Pero Odette, que consideraba únicamente como una finta su negativa a dar dinero, tampoco consideraba más que como un pretexto ese detalle que Swann le iba a preguntar, del color del coche o de la clase de acciones. Porque Odette no sabía reconstituir las diversas fases de las crisis que atravesaba su amante, y en la idea que de ellas se formaba se le olvidaba incluir su mecanismo, y no creía más que en el final, ya conocido de antemano, necesario, infalible y siempre idéntico. Idea incompleta —y quizá aún más profunda— si se la miraba desde el punto de vista de Swann, a quien debía de parecerle que Odette no lo entendía, como un morfinómano o un tuberculoso convencido, el primero de que un acontecimiento externo vino a detenerlo en el preciso momento en que iba ya a libertarse de su vicio inveterado, el segundo de que una indisposición accidental le impidió su restablecimiento o cuando ya estaba a punto de curarse, y que se sienten incomprendidos por el médico, el cual no concede la misma importancia que ellos a esas llamadas continencias, que no son en opinión del facultativo más que disfraces que reviste, para presentarse más sensiblemente a los enfermos, el vicio y el estado mórbido que no han dejado de pesar, incurablemente, sobre ellos hasta en ese momento en que acariciaban sueños de curación y de buena conducta. Y, en realidad, el amor de Swann había llegado ya a ese punto en que el médico, y en ciertas enfermedades hasta el más atrevido cirujano, dudan de si es posible y conveniente privar a un enfermo de su vicio n quitarle su enfermedad.

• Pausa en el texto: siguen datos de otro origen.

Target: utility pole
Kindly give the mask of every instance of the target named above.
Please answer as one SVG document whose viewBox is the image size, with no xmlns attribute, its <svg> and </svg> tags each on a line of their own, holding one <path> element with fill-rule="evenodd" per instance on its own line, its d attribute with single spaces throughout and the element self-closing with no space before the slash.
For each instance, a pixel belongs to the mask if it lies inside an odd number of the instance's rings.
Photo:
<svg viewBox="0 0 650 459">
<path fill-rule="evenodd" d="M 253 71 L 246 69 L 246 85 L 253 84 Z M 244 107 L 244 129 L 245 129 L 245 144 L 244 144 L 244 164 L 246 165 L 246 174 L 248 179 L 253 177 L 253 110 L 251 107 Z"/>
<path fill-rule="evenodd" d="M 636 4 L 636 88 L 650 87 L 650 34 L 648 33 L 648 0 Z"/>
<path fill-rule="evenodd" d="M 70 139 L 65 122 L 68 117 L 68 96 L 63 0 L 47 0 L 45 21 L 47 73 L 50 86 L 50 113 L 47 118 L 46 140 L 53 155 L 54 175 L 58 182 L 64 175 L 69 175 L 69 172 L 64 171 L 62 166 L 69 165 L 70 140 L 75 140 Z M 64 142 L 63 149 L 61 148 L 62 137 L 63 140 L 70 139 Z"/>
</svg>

Claro que Swann no tenía conciencia directa de lo grande de ese amor. Cuando quería medirlo le parecía a veces empequeñecido, casi reducido a la nada; por ejemplo, lo poco que le atraían, casi la repulsión que le inspiraban, los rasgos fisonómicos de Odette antes de que se enamorara de ella, y que volvía a sentir algunos días. «Verdaderamente, voy progresando —decía—; ayer no sacaba ningún gusto de estar en su cama, es curioso; y hasta me parecía fea.» Y era sincero, sí; pero su amor iba bastante más allá de las regiones del deseo físico. Y no entraba en él, por mucho, la persona de Odette. Cuando sus miradas tropezaban con la fotografía de Odette que tenía encima de la mesa, o cuando la propia Odette iba a verlo, le costaba trabajo identificar la figura de carne o de cartulina con la preocupación dolorosa y constante que en su seno sentía. Exclamaba con asombro: «¡Es ella!»; como si de repente nos mostraran exteriorizada, ahí delante de nosotros, una enfermedad que padecemos, y no la encontráramos parecida a la nuestra. «¡Ella!» Swann se preguntaba qué era eso de «¡ella!»; porque guarda mucha mayor semejanza con el amor y con la muerte que esas cosas que tanto se repiten, el interrogar, cada vez más, por miedo a que se nos escape, el misterio de la personalidad. Y aquella enfermedad amorosa de Swann se había multiplicado tanto, se enlazó tan íntimamente a todas las costumbres de Swann, a sus actos, a su pensamiento, a su salud, a su sueño, a su vida, a lo que deseaba para después de la muerte, que ya no formaba más que un todo con él, que no era posible arrancársela sin destruirlo a él, o, para decirlo en términos de cirugía, su amor ya no era operable.